Sometimes on the weekends, Joe and his dad would spend an entire day outside, walking the trails and combing the woods, their eyes glued to the ground in search of the camouflaged fungi that blended in so well with the leaves, pine needles, and dead grass of the previous autumn. The rush of excitement when you spotted one and the thrill of victory as you reached down to pick it just never got old. Those times Joe spent in the Northwoods in the springtime with his father were some of his fondest childhood memories.
Morels are common in Michigan, growing in every county in the state, and mushroom hunting is a popular spring hobby. Plus, it’s a great way to get some exercise and enjoy the great outdoors.

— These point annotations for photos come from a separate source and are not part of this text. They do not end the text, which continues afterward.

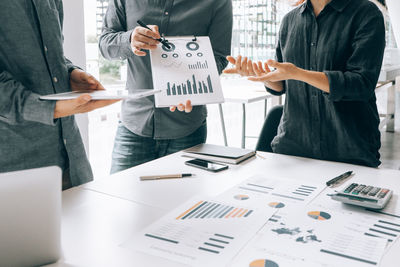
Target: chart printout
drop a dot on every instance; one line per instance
(186, 71)
(200, 232)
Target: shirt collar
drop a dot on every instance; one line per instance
(338, 5)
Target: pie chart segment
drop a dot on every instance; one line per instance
(277, 205)
(319, 215)
(241, 197)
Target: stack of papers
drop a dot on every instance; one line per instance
(217, 153)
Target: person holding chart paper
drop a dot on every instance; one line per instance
(146, 132)
(35, 133)
(329, 56)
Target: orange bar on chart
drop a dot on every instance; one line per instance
(243, 213)
(234, 215)
(230, 213)
(189, 210)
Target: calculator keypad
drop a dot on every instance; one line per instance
(364, 195)
(371, 191)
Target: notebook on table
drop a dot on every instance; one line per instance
(217, 153)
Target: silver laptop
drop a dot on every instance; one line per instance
(30, 217)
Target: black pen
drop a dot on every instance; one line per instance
(165, 176)
(161, 40)
(339, 178)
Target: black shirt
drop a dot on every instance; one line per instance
(346, 42)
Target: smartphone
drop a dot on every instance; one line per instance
(206, 165)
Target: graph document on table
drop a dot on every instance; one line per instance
(200, 232)
(186, 71)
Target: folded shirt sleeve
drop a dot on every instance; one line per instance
(18, 104)
(358, 81)
(114, 42)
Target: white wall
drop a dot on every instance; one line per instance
(74, 48)
(394, 13)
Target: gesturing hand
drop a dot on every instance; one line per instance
(142, 38)
(82, 81)
(82, 104)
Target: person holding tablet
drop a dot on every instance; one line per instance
(329, 57)
(35, 133)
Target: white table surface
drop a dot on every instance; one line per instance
(99, 216)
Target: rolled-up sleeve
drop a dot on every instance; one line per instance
(279, 58)
(220, 32)
(358, 81)
(17, 104)
(115, 38)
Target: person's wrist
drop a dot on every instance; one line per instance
(298, 74)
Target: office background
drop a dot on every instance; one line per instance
(256, 24)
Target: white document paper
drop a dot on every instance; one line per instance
(201, 232)
(273, 192)
(313, 236)
(102, 94)
(186, 71)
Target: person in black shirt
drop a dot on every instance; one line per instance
(329, 56)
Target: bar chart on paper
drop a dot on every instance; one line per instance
(201, 231)
(191, 87)
(186, 71)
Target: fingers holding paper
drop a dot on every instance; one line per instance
(82, 81)
(283, 71)
(187, 107)
(242, 66)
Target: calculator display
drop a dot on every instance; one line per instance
(364, 195)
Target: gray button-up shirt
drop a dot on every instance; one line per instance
(346, 42)
(211, 18)
(32, 63)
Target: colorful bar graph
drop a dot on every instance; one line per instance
(190, 87)
(199, 65)
(210, 210)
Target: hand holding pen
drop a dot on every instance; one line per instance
(145, 37)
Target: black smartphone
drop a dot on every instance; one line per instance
(206, 165)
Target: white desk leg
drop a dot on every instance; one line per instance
(221, 115)
(391, 98)
(244, 126)
(265, 108)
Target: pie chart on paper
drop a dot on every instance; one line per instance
(319, 215)
(263, 263)
(241, 197)
(277, 205)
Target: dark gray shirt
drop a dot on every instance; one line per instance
(175, 18)
(32, 63)
(346, 42)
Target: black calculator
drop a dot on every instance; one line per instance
(364, 195)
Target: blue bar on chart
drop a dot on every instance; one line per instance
(191, 87)
(199, 65)
(210, 210)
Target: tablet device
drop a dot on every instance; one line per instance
(102, 94)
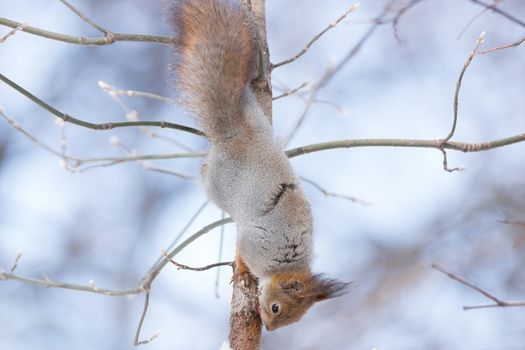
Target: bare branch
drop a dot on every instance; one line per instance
(331, 72)
(46, 282)
(21, 26)
(202, 268)
(291, 92)
(117, 143)
(408, 143)
(15, 264)
(111, 89)
(136, 340)
(512, 222)
(497, 302)
(479, 41)
(502, 47)
(445, 164)
(85, 18)
(159, 265)
(317, 37)
(103, 126)
(81, 40)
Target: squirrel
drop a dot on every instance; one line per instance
(246, 173)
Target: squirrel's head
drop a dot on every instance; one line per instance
(286, 297)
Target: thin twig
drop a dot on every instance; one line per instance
(15, 264)
(74, 164)
(111, 89)
(133, 115)
(81, 40)
(159, 265)
(331, 72)
(512, 222)
(333, 194)
(291, 92)
(408, 143)
(317, 37)
(103, 126)
(221, 246)
(117, 143)
(497, 302)
(136, 340)
(85, 18)
(479, 41)
(502, 47)
(202, 268)
(21, 26)
(46, 282)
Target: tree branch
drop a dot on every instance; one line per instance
(81, 40)
(317, 37)
(497, 302)
(93, 126)
(408, 143)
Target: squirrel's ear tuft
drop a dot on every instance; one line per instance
(292, 287)
(326, 288)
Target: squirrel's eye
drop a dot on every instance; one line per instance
(276, 308)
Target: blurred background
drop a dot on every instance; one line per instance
(108, 224)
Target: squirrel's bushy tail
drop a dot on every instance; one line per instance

Most morel hunters are tight-lipped about their favorite spots, but the majestic mixed pine and hardwood forests of Michigan’s northern Lower Peninsula are prime locations for wild mushrooms.

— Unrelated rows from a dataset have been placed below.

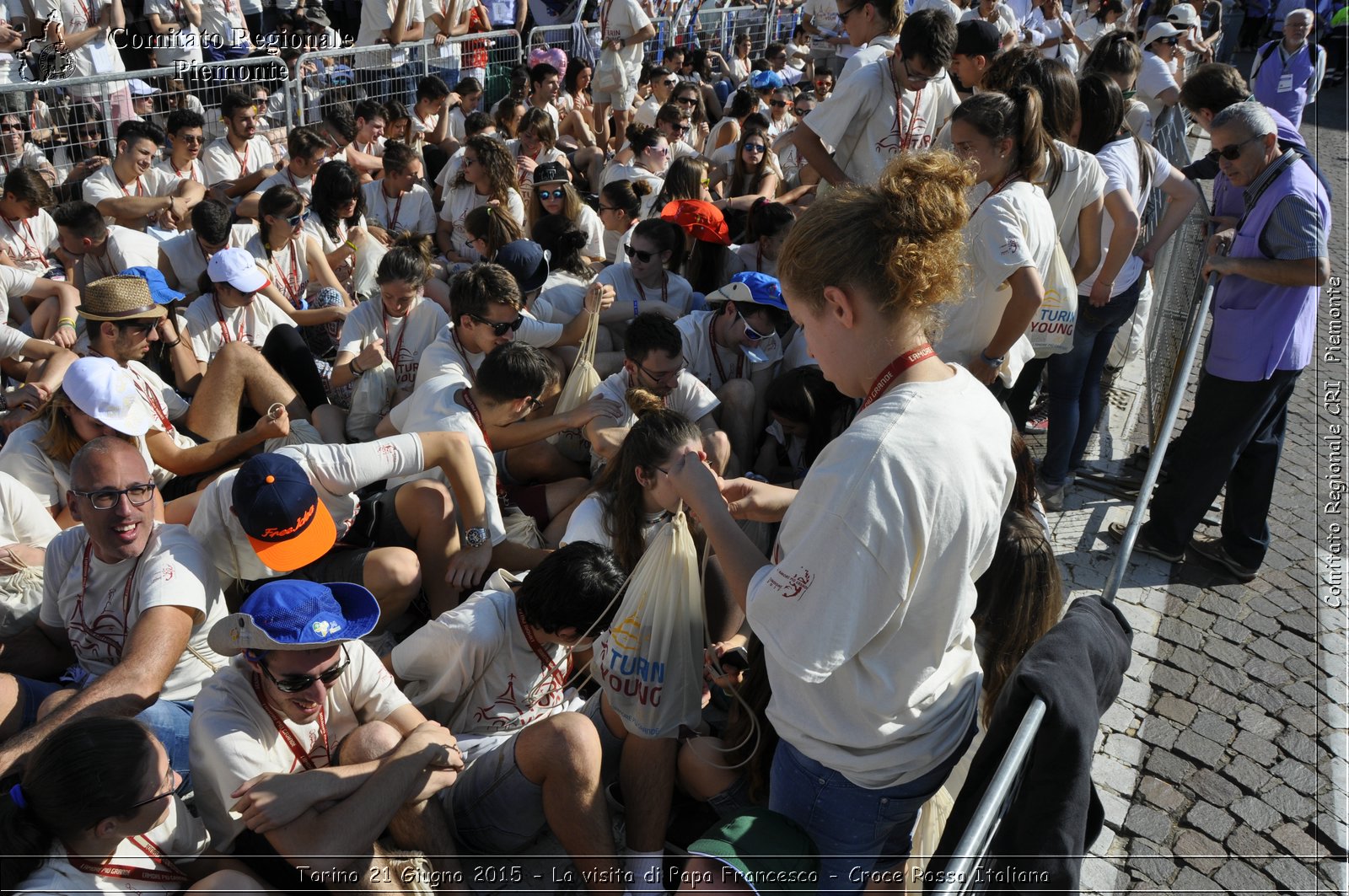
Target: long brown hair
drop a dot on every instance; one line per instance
(656, 433)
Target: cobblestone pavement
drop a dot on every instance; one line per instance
(1223, 764)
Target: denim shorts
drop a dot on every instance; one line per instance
(856, 829)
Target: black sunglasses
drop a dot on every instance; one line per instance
(297, 683)
(503, 328)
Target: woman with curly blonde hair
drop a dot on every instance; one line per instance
(865, 609)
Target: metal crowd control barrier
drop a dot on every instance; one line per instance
(386, 73)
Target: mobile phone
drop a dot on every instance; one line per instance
(735, 659)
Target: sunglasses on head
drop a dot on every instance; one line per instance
(297, 683)
(644, 256)
(503, 327)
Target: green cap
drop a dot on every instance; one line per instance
(771, 851)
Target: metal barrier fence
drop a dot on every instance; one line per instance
(386, 73)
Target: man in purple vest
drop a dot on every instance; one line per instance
(1287, 73)
(1265, 316)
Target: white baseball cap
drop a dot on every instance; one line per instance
(236, 266)
(107, 392)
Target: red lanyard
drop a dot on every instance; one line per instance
(717, 355)
(556, 678)
(30, 243)
(224, 331)
(283, 730)
(94, 630)
(391, 223)
(996, 190)
(897, 368)
(148, 392)
(293, 287)
(170, 873)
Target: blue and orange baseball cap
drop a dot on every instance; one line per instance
(281, 513)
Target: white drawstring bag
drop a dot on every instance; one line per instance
(371, 400)
(1052, 327)
(577, 392)
(651, 660)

One of the McGregor family’s favorite spots was a densely wooded area of state land north of the small village of Marion in Osceola County. It sits between the Clam River to the north and the Middle Branch River to the south, both classic trout streams and tributaries of the mighty Muskegon River, the second largest river in the state.

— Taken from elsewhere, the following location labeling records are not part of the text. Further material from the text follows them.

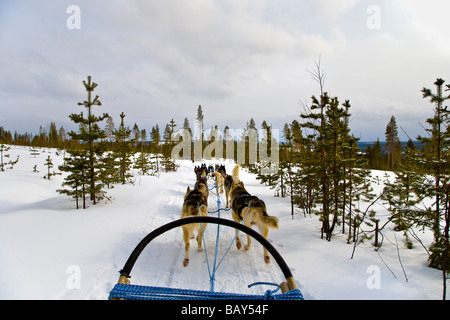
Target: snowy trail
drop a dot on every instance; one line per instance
(50, 250)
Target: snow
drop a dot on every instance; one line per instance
(50, 250)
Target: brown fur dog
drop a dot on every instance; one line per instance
(219, 181)
(195, 203)
(251, 210)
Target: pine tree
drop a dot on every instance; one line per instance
(122, 150)
(49, 164)
(435, 167)
(401, 194)
(143, 163)
(393, 146)
(156, 138)
(89, 132)
(77, 165)
(109, 129)
(3, 154)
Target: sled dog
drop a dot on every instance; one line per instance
(195, 203)
(219, 181)
(251, 210)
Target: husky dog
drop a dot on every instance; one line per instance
(251, 210)
(195, 203)
(228, 180)
(219, 181)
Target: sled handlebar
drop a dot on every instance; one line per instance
(126, 270)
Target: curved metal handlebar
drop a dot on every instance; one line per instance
(125, 272)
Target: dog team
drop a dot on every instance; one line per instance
(244, 207)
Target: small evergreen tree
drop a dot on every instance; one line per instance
(77, 165)
(3, 154)
(143, 164)
(122, 150)
(89, 132)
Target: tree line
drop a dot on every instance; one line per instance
(323, 172)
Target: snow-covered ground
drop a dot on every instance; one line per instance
(50, 250)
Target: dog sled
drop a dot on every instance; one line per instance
(124, 290)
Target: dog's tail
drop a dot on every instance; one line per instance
(271, 222)
(235, 174)
(203, 210)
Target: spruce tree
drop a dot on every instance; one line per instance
(435, 169)
(122, 150)
(89, 133)
(77, 165)
(4, 155)
(393, 146)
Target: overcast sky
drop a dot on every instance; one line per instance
(158, 60)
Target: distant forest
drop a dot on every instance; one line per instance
(378, 153)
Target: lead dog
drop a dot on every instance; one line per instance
(195, 204)
(251, 210)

Joe McGregor, along with his wife Lindsay and their five-year-old daughter Lily, had left their home in Cadillac around nine that morning after a hearty breakfast. Joe had packed their mesh bags, a wicker basket for Lily, and a picnic lunch packed securely away in the trunk. After a half-hour drive, they parked their car on the shoulder of an isolated dusty backroad, retrieved their gear, and headed off into the woods. It was a chilly sunny day, but they were happy to be spending some quality time together in the forest.
Just after one, the McGregors finished their lunch of sandwiches, baby carrots, apple slices, and potato chips. Joe and Lindsay shared a bottle of cold and refreshing iced tea while Lily happily slurped her chocolate milk. Lily was thrilled to the gills when Daddy surprised her by pulling out three big pieces of the cheesecake Mommy had made that week. They emerged from the little red and white cooler as if by magic, neatly arranged on a plastic plate and covered with Saran Wrap.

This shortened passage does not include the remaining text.